Blank Canvassing

Week One at Metis DS Bootcamp

This week at Metis we looked at MTA data and moved from green to clean, or, rather, cleaner. For a group of novices with disparate backgrounds this was no simple task and certainly not one we imagined we would finish in five days. But we did! We survived and managed to pull of actual presentations, with actual graphs of actual data! But more importantly, we learned. A lot. And, for the rest of this post, I will share a small portion of this weeks take aways! This is meant partly to be a refresher for my future self and partly to be a helpful resource for the imaginary people that I imagine will read this.

The Premise:

Your team has been contracted out by Women Tech Women Yes (WTWY) International to provide optimal canvasser placement recommendations for an upcoming gala in New York City. To this end you will use the publicly available MTA data and any other data you deem relevant. The goal is not simply to have street teams placed where there is the most foot traffic, but rather to place them in way such that they can gather the most signatures from individuals who are likely to attend the gala and contribute to WTWY’s goal.

Tools:

1. Natural Curls, and cURLS, Naturally.

For this project we explored two main ways of getting the data into a usable form: curl and panda’s read_csv to read directly from a live url. The former involves downloading the file directly to your computer by typing curl {web address} > filename.txt into the command line. The > tells curl to write the information in the web address to the file ‘filename.txt’. Leaving this out will simply cause said information to print to the command line. Alternatively the -o flag can be used in place of >. If a file already exists at ‘filename.txt’ this file will be overwritten by default. To append instead of overwrite > can be replaced with >>. Having the data stored locally allows for pandas to read the csv data more quickly than if it is being pulled directly from a website. Once the data is stored it can be brought into a dataframe using pd.read_csv('file_directory_and_name'). The alternative approach is to use pd.read_csv() to read directly from a webpage. This takes longer, but can be useful if internal memory is an issue. To do this just replace ‘file_directory_and_name’ with the website url. Note: Both of these approaches work because this file is already in CSV format; my advise to people trying to get their feet wet with data: use CSV files they’re (relatively) easy to work with.

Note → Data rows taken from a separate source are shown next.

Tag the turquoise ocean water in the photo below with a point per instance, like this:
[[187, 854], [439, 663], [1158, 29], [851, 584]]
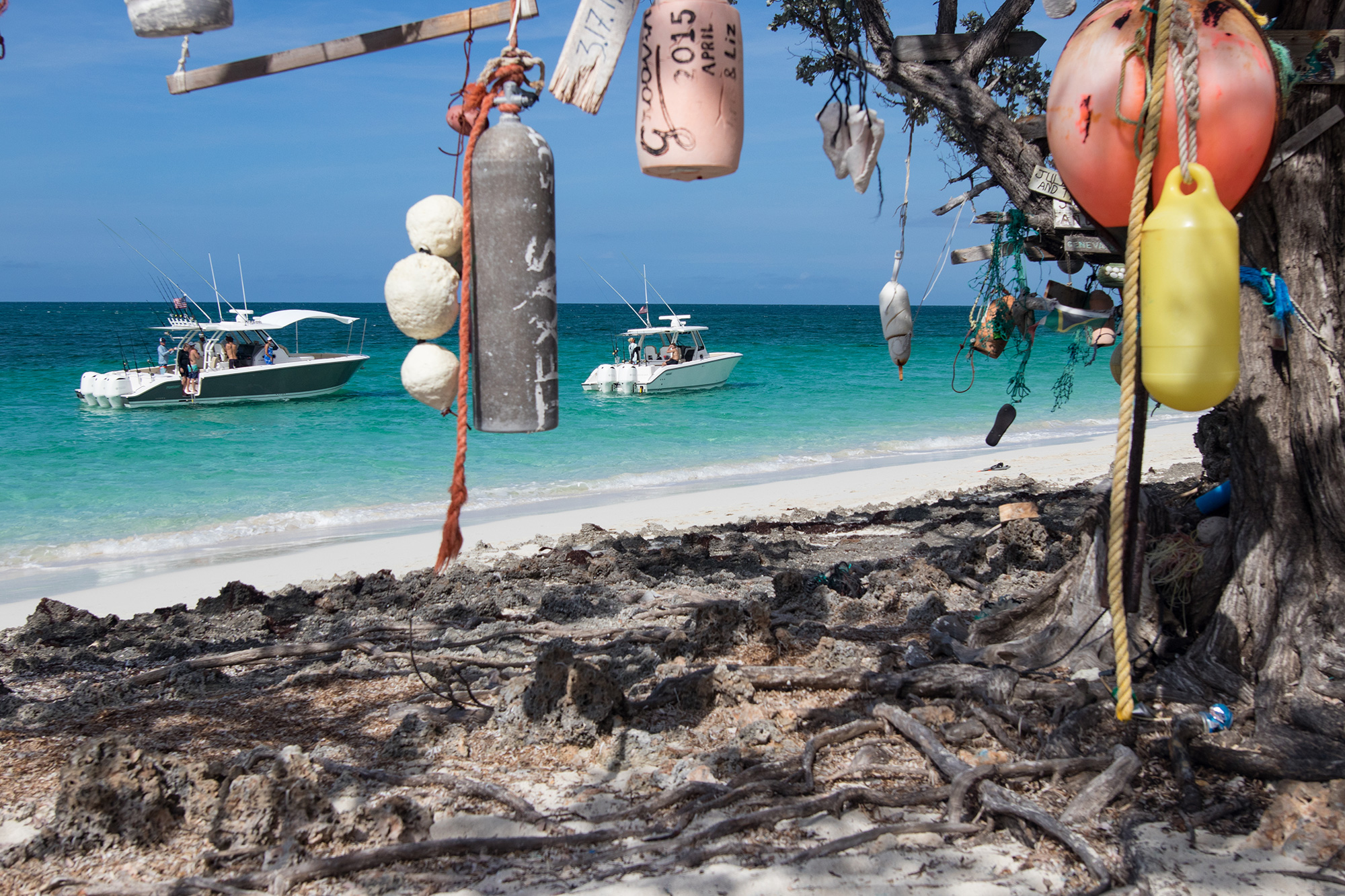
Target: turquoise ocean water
[[816, 392]]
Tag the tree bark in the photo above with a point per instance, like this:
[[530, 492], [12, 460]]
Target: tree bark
[[1282, 615]]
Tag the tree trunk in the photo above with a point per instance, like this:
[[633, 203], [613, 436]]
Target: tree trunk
[[1281, 620]]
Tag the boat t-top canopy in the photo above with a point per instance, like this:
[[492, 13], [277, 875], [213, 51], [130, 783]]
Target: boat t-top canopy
[[677, 323], [244, 322]]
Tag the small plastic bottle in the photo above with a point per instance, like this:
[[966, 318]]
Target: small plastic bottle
[[1218, 717]]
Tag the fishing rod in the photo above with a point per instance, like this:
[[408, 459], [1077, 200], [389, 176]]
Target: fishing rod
[[618, 292], [186, 263], [185, 294]]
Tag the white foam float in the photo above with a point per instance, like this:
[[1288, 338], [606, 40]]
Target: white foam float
[[422, 294], [435, 225], [430, 374]]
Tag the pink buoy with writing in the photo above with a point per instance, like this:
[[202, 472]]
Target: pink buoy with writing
[[689, 91]]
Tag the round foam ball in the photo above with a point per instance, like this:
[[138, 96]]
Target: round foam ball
[[422, 294], [435, 225], [430, 374]]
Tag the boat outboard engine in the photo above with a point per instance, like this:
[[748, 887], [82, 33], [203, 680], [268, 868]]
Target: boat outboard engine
[[177, 18], [516, 384], [626, 378], [119, 386], [87, 384]]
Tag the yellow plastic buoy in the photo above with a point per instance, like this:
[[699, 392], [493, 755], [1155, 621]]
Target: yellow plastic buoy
[[1188, 296]]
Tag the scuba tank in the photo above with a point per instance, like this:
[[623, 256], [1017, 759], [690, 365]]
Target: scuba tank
[[514, 382], [895, 309], [1188, 296]]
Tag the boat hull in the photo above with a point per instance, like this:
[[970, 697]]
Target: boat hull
[[293, 380], [705, 373]]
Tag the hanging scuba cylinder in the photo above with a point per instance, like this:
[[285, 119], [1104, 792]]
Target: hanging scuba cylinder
[[514, 386], [1090, 115], [1188, 296], [176, 18], [689, 92], [895, 309]]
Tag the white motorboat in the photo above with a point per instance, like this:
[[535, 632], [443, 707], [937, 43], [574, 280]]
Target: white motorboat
[[652, 360], [264, 369]]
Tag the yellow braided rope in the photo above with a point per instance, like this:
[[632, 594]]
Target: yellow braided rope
[[1129, 357]]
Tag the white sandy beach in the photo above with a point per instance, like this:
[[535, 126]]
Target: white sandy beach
[[1048, 463]]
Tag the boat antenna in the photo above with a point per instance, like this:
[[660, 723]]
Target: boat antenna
[[618, 292], [215, 286], [241, 282], [649, 286], [157, 268]]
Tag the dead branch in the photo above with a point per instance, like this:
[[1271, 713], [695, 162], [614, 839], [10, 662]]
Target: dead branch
[[835, 736], [1005, 802], [524, 810], [280, 881], [1104, 788], [964, 782], [843, 844]]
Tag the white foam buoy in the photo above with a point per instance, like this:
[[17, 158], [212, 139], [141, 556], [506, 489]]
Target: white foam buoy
[[422, 294], [435, 225], [430, 374], [895, 309]]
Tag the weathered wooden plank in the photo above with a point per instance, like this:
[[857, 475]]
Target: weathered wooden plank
[[1315, 130], [348, 48], [946, 48], [1332, 54], [591, 52]]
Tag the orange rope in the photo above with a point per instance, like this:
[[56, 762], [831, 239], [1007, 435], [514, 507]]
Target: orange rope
[[451, 542]]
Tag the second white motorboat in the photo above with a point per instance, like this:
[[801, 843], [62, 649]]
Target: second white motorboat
[[662, 360]]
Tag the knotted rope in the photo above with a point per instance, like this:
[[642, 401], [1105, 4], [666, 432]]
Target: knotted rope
[[1129, 365], [1186, 61], [505, 69]]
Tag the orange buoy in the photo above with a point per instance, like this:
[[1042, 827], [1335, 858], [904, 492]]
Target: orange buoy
[[689, 91], [1094, 150]]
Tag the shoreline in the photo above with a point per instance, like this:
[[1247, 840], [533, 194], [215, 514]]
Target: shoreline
[[669, 507]]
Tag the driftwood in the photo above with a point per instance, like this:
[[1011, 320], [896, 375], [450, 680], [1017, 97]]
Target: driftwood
[[843, 844], [280, 881], [835, 736], [974, 775], [252, 655], [1104, 788], [993, 797]]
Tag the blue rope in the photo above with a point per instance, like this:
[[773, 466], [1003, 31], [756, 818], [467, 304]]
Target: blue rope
[[1273, 290]]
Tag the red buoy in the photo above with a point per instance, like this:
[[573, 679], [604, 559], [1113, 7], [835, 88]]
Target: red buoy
[[1094, 150]]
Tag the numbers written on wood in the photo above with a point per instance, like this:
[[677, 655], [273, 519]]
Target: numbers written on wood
[[1048, 184]]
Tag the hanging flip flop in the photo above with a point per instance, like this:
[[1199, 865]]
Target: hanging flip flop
[[1003, 420]]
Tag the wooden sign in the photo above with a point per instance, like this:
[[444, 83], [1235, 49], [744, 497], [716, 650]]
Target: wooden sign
[[1086, 244], [346, 48], [1327, 65], [591, 52], [1048, 184], [946, 48]]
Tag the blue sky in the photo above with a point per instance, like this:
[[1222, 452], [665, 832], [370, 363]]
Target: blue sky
[[309, 174]]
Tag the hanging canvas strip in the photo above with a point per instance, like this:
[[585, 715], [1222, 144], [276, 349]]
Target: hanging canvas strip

2. Reading is Fundamental.

The eighth wonder of the world is most certainly the existence of programming libraries. There’s nothing more beautiful than thinking, “man I wish I could do -x-“ and realizing not only has someone built a way that you can, they are willing to let you have access to it. For free. In this week we were exposed to a fair amount of programming libraries and their documentations (e.g pandas, datetime, numpy, pickle). Learning to explore and understand library documentations is, well, fundamental. I mean, you could always built everything you do from the ground up (if you’re an expert programmer with all the time in the world), but chances are someone (realistically a group of someones) has already made something to accomplish a similar task that can be used for your purposes. Chances are they also did it better.

3. Panda Panda Panda

This is the real gem we got from this week and every data enthusiasts must have tool. Combine it with NumPy and you’re running math equations over hundreds of thousands of cells of data in seconds. Combine it with MatPlotLib and you’re plotting lines, histograms, and scatter plots of data you’ve only begun to understand. And even by itself you can count the number of unique types of degrees in you faculty list dataframe faclist['degrees'].nunique(), checking how many grades you have recorded for how many students grades_list.shape, or figuring out how many weather records you have for each day of the week weather_record['day_of_week'].value_counts().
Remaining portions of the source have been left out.